Schuller: What, what I hear you saying that it’s possible for Jesus Christ to come into human hearts and soul and life, even if they’ve been born in darkness and have never had exposure to the Bible. Is that a correct interpretation of what you’re saying?

Graham: Yes, it is, because I believe that. I’ve met people in various parts of the world in tribal situations, that they have never seen a Bible or heard about a Bible, and never heard of Jesus, but they’ve believed in their hearts that there was a God, and they’ve tried to live a life that was quite apart from the surrounding community in which they lived.

Schuller: I’m so thrilled to hear you say this. There’s a wideness in God’s mercy.

Graham: There is. There definitely is.

If you don’t think that the gospel is about sin, and a man dying on a cross for those sins and then rising from the dead, then you think it’s about people’s feelings, and all that’s needed is for them to “believe” things that they have no reasons to believe, so that they will feel better about their need. Or, maybe they just have an emotional experience without believing anything about Christianity and that emotional experience helps their need. Being saved means having your needs met through belief in things you haven’t investigated. This is the approach of evangelism used by many today – even by some guest speakers in my church. Read comforting words, tell comforting stories, believe in things you can’t test or prove. Feel better. Avoid discussions and debates with people who have no needs and sufferings for you to exploit. If someone doesn’t have a need to believe things that are true, then you have nothing to say to them. Do you know where atheists get the idea that Christians believe nonsense because they need a crutch in order to feel better about their weaknesses? They get it from us. We tell them that. We do.

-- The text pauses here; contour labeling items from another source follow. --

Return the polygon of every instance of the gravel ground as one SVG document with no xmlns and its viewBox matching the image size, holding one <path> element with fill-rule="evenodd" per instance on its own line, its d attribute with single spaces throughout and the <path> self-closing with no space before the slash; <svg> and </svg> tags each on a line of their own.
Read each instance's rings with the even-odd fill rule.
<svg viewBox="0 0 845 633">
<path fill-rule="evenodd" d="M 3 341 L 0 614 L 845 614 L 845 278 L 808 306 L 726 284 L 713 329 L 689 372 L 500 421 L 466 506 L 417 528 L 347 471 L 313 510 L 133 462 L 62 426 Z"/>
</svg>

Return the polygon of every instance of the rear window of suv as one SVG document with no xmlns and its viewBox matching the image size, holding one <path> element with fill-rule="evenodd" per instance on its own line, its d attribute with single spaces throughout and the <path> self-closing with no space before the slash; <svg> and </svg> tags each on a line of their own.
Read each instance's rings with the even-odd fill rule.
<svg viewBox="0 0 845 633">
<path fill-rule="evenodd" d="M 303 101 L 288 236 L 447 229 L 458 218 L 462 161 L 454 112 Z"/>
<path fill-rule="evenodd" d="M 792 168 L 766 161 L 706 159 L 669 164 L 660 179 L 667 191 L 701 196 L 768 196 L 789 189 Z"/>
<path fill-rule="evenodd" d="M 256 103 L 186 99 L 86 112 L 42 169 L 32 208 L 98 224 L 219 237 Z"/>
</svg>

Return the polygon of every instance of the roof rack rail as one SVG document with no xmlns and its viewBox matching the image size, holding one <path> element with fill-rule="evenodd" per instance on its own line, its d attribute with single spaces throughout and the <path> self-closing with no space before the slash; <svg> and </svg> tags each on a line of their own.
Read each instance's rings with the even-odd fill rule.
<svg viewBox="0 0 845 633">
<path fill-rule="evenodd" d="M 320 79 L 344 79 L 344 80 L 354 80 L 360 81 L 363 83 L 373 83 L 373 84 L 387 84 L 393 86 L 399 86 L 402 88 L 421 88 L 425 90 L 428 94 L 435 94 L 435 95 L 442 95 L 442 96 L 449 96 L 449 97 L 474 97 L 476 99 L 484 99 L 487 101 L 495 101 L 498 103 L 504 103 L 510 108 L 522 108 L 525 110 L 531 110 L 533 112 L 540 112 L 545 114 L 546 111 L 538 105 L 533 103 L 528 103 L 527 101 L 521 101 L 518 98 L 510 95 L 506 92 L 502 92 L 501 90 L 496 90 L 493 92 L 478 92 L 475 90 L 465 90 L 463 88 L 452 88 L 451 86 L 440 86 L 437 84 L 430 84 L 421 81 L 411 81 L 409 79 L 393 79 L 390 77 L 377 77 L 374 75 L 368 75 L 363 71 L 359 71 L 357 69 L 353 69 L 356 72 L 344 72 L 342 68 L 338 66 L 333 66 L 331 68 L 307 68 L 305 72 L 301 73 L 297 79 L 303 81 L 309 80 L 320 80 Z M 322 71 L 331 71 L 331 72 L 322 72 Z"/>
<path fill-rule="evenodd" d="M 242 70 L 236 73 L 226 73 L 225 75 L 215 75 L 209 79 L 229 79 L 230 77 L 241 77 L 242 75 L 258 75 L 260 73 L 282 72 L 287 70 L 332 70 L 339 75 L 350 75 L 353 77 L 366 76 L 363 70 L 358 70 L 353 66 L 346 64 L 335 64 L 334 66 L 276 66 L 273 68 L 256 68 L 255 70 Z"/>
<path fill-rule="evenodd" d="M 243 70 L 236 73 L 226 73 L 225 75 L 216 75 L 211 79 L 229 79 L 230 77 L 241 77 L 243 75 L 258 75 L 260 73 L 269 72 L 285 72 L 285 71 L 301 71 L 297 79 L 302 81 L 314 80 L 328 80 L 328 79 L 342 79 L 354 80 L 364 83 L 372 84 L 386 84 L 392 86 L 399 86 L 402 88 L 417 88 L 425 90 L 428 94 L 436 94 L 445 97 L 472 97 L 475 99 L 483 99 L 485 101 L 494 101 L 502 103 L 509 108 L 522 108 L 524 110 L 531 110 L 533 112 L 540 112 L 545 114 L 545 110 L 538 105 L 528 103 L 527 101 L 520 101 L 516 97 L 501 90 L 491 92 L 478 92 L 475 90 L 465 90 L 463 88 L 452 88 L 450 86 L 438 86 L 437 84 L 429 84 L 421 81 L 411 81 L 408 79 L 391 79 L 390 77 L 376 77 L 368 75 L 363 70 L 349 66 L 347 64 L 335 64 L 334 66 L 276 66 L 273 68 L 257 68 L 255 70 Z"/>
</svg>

One thing this annoying sermon did do was to cause me to pray about legitimate obstacles to evangelism. For example, I prayed that the laws that encourage people to silence and coerced Christians would be repealed. I prayed that people would be less insular about their own religions and be willing to listen to others from outside their faith. I prayed that people would choose their religion on the basis of truth and evidence, and not because of where they are born and what their families and communities require. I prayed that people stopped identifying religion with nationalism, race and culture. I prayed that people would dedicate more of their time to investigating what is really true using logic, science and history. I prayed that people would investigate whether anyone made the universe for a purpose, what happens when they die, and what Jesus claimed about such things when he was here among us. I prayed that the schools and the culture would not spread lies about behaviors and speculative theories that encourage people to get into sinful lifestyles before they have had the opportunity to investigate religion on the merits. And I prayed that the New Atheist caricature of faith as blind belief in order to address felt needs would not be adopted by Christians, and even by charismatic visiting Christian speakers speaking in my church.